Samsung Reveals 40nm Fabrication Process for DRAM

Samsung Touts Low-Power DDR2, DDR3, DDR4 Memory Chips Made Using 40nm Process Tech

by Anton Shilov
02/05/2009 | 11:46 AM

Samsung Electronics, the world’s largest maker of dynamic random access memory (DRAM), on Thursday said it has succeeded in developing 40nm process technology for memory products as well as has successfully validated the first DDR2 memory chips made using the process. According to Samsung, the new manufacturing technology opens doors to both low-power and cost-effective DDR3 as well as DDR4 memory chips.

 

“Securing extremely advanced technology and system/platform validated operability underscores our commitment as technology leader to deploying the most efficient means of producing DRAM in the marketplace,” said Kevin Lee, vice president of technical marketing at Samsung Semiconductor.
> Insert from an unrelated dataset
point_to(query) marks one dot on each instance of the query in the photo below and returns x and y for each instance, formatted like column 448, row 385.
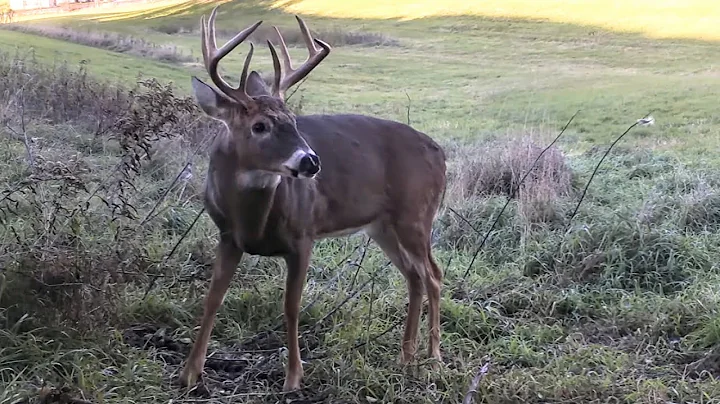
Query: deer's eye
column 259, row 127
The first memory device to be produced on 40nm node by Samsung is 1Gb DDR2 chip capable of operating at 800MHz. Memory modules based on the new DRAMs have passed Intel Platform Validation program for use with the Intel GM45-series mobile chipsets.

The migration to 40nm class process technology is expected to accelerate the time-to-market cycle by 50% – to just one year, according to Samsung. Samsung plans to apply its 40nm class technology to also develop a 2Gb DDR3 device for mass production by the end of 2009.
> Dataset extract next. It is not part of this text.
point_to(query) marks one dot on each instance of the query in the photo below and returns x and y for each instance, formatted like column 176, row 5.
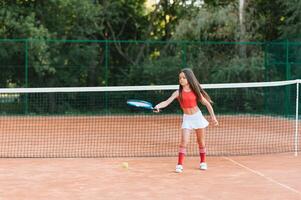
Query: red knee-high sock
column 182, row 153
column 202, row 154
Besides, the new 40nm fabrication process will drive further reductions in voltage against a 50nm class device, which Samsung expects to translate into about a 30% power savings. The finer DRAM technology node also delivers an approximately 60% increase in “productivity” over 50nm class process technology.

Thinner manufacturing technologies allow memory makers to produce more chips from a single silicon wafer, which makes chips considerably cheaper to build. Just days ago Qimonda, a struggling DRAM maker, said its 46nm process technology cuts production costs by up to 200% compared to 75nm fabrication process.

In addition, Samsung expects that its 40nm process node will mark a significant step toward the development of next generation, ultra-high performance DRAM technologies, such as DDR4.